Motivation: It’s always good to reach out to people with similar interests and backgrounds. Usually, we only reach out to alumni who are introduced during special events or seminars. This could overwhelm the alumni or they might not answer all the current students' questions. For suppose, if there are 2 students - one with a Finance background with several years of experience and the other with a Computer Science background with no/little experience. Alumni with relative or similar backgrounds can make better suggestions.
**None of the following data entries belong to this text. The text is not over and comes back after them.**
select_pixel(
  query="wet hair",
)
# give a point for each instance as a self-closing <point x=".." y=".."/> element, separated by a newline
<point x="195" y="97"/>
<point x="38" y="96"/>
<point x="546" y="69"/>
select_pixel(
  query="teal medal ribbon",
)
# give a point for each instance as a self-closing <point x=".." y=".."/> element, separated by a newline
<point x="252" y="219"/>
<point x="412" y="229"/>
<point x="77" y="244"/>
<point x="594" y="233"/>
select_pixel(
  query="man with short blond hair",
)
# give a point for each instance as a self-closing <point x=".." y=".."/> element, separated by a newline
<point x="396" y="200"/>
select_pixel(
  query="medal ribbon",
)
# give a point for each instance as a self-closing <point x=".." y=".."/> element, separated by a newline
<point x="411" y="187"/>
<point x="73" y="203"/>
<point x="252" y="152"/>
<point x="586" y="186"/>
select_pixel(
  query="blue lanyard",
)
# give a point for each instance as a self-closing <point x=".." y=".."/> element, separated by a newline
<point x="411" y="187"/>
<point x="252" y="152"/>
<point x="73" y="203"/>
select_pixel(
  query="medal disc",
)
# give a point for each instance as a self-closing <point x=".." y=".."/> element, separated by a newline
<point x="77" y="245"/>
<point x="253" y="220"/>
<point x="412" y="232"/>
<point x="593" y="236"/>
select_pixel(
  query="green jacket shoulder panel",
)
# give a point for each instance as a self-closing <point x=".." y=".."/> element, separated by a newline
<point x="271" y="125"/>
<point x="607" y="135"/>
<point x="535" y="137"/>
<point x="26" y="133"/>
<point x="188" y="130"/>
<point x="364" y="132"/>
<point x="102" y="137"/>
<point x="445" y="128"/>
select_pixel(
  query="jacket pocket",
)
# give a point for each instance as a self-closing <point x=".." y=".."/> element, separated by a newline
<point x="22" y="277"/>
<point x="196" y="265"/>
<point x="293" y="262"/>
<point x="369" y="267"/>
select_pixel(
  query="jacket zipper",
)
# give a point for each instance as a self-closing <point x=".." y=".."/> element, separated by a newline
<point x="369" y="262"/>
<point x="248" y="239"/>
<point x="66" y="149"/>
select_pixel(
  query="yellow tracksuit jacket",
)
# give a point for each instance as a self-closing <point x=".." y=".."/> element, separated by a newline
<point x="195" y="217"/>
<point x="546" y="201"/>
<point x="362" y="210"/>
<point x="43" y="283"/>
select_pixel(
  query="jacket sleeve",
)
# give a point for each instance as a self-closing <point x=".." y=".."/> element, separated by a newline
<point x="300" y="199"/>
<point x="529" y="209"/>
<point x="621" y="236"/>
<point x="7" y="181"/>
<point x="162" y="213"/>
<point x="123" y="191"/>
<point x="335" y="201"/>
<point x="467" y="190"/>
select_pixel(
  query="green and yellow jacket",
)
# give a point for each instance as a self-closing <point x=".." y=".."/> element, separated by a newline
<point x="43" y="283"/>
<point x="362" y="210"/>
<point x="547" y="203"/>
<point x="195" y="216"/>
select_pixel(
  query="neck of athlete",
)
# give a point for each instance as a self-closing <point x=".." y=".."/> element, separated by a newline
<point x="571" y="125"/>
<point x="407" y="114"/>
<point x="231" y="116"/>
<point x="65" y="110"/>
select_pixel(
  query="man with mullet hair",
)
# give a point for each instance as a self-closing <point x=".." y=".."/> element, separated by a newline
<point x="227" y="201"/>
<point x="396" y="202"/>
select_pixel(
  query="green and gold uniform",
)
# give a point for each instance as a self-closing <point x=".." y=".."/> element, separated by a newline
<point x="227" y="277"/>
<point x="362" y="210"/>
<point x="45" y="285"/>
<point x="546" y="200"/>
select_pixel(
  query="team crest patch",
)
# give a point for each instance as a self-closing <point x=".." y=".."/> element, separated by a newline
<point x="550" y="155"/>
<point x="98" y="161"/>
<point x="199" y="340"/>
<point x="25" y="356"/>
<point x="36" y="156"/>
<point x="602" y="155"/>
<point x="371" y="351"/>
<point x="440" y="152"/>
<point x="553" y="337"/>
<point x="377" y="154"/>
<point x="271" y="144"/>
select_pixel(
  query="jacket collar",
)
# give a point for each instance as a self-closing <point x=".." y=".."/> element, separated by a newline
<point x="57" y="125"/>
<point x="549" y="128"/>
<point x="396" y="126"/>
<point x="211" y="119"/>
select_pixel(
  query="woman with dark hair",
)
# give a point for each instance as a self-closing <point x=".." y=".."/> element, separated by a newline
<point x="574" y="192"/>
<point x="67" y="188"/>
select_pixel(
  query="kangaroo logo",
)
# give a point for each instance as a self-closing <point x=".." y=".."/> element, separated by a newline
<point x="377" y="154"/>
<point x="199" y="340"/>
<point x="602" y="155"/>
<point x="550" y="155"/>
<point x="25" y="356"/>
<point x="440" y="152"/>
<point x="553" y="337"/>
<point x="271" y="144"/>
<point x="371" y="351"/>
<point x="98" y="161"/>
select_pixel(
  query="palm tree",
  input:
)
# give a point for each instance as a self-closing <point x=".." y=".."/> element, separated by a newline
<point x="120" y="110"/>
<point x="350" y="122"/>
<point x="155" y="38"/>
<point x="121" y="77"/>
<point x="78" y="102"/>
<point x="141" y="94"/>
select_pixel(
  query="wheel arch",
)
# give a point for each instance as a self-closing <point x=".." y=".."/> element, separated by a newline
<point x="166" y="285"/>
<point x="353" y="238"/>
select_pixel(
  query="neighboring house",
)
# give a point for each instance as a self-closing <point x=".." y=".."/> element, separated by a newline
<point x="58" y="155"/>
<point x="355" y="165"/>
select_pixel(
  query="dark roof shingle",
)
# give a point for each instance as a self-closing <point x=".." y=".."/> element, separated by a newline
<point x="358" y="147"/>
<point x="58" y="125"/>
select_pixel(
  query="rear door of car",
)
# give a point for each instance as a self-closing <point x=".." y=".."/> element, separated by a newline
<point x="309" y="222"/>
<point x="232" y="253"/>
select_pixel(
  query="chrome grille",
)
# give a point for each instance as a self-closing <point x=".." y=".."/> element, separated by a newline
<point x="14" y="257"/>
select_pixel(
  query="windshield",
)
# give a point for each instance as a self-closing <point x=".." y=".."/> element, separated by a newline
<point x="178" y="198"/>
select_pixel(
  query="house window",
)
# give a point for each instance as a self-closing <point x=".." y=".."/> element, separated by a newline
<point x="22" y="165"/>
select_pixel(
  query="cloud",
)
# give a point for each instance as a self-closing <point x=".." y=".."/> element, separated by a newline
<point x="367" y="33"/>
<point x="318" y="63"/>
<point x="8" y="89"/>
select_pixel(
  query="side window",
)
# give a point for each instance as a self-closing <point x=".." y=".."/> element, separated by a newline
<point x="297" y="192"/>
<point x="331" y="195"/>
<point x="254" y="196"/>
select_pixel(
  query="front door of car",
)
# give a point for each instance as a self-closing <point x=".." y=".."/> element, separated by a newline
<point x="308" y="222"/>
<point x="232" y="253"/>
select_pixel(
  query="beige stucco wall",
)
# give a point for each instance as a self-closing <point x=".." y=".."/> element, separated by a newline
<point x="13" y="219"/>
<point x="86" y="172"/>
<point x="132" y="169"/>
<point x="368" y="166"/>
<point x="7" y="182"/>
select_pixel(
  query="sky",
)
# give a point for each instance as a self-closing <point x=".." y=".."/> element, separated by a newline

This project aims to pick the top 5 similar alumni profiles for each current student to whom they can reach out by determining the similarity scores for the students and the alumni.
Data sources :
- List of alumni profiles by cohort maintained on GCP
- Scraped linkedin profiles data(in json) per cohort
In phase 1, we setup a DAG airflow pipeline to extract data from the aforementioned data sources, perform transformations on spark and load into mongo db. Listed below are the modules in which the ETL setup using DAG has been implemented.
DAG pipeline
msds697_task2.py
The DAG is setup in a way that it dynamically generates task workflows for each cohort. We read the main file(source_file#1) in get_cohorts() function. Each flow consists of two tasks: one for extract and other for tranform&load
Extract :
alumni_list.py alumni_profiles.py
Transform & Load
aggregates_to_mongo.py
Load
mongodb.py
User definition
user_definition.py